Em local improvisado, crianças ficam até 4 horas durante madrugada na delegacia
Com sono, vítimas se encolhem em cadeiras sem espaço adequado na Delegacia da Mulher, quando DEPCA fecha
A Deam (Delegacia de Atendimento à Mulher) está acumulando a função de atender casos de crianças e adolescentes nos horários em que a DEPCA (Delegacia Especializada de Proteção à Criança e ao Adolescente) está fechada, há pouco mais de cinco semanas.
Mas o que mudou foi o não atendimento pelo improviso, que segue até que uma sala especial seja instalada no Cepol (Centro Especializado de Polícia Integrada), ainda neste mês. A medida atende à pressão popular desde que ocorreu a morte da menina de 2 anos e prisão da mãe e do padrasto, depois de dezenas de passagens da garota pela rede de saúde e outros órgãos de proteção, em Campo Grande.
Enquanto isso, as vítimas enfrentam os reflexos do atendimento improvisado. Os relatos são de espera de até 4 horas, sem acolhimento em espaço adequado, como em uma brinquedoteca, e sem escuta qualificada.
Fotos mostram momentos em que as crianças se rendem ao sono e ao cansaço e se encolhem nas cadeiras. São vítimas que estão ali por terem sofrido diversos tipos de maus-tratos e até estupro.
Familiares, que não podem ser identificados, trouxeram os relatos à reportagem. Procurada, a Acetems (Associação de Conselhos Tutelares de Mato Grosso do Sul) confirmou a situação.
O presidente da Acetems, Adriano Vargas, conta que não levou vítimas à Deam nesse período, mas diversos conselheiros relataram que o atendimento tem sido moroso e há uma discriminação em relação aos atendimentos feito às mulheres, que são o público da delegacia.

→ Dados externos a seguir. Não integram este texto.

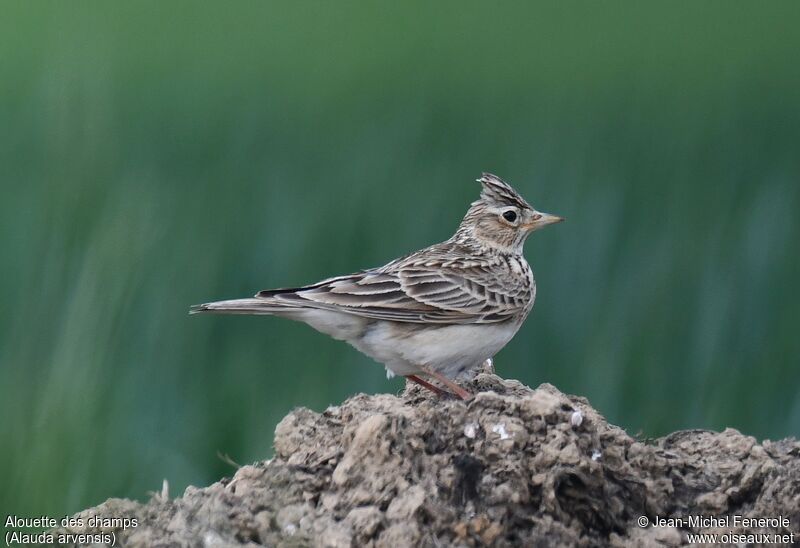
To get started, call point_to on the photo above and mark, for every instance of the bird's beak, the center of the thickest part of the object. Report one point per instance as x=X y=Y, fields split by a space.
x=540 y=219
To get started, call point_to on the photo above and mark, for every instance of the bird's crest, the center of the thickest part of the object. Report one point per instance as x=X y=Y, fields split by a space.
x=497 y=192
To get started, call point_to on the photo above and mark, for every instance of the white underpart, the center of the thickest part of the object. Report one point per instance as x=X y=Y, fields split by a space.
x=405 y=350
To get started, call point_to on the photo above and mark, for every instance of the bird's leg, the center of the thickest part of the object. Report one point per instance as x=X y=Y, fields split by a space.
x=435 y=389
x=457 y=390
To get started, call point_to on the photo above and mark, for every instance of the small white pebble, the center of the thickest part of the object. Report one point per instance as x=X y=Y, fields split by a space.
x=501 y=430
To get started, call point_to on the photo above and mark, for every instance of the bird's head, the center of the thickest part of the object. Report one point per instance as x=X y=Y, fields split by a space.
x=501 y=218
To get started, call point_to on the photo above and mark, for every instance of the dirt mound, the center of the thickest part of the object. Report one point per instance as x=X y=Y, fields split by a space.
x=512 y=467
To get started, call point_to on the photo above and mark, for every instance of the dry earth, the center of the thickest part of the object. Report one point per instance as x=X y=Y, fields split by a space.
x=512 y=467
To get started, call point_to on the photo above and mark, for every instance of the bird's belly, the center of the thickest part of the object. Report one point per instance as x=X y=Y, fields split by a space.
x=407 y=348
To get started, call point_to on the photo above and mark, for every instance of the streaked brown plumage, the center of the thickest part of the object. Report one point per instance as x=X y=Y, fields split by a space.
x=439 y=311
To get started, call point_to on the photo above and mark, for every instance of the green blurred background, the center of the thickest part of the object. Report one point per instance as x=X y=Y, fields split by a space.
x=158 y=155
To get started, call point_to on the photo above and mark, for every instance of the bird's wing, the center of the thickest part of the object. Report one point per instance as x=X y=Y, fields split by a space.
x=436 y=290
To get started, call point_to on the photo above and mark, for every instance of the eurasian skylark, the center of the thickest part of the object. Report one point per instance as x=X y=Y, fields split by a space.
x=435 y=313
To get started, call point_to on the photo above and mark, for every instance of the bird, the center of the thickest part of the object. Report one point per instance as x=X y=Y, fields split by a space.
x=431 y=315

Não tem sido permitido às crianças fazerem uso da brinquedoteca, porque é para atendimento às crianças envolvidas nos casos de violência doméstica à mulher. A criança não passa por escuta qualificada, pelo atendimento psicossocial ali igual tem na DEPCA ou igual a mulher vítima de violência doméstica tem lá”, comenta Adriano.
O conselheiro explica que a falta do profissional para escutar a criança na delegacia prejudica muito. Além disso, os exames de corpo de delito têm sido realizados na Deam somente das 17h à 1h, segundo Adriano.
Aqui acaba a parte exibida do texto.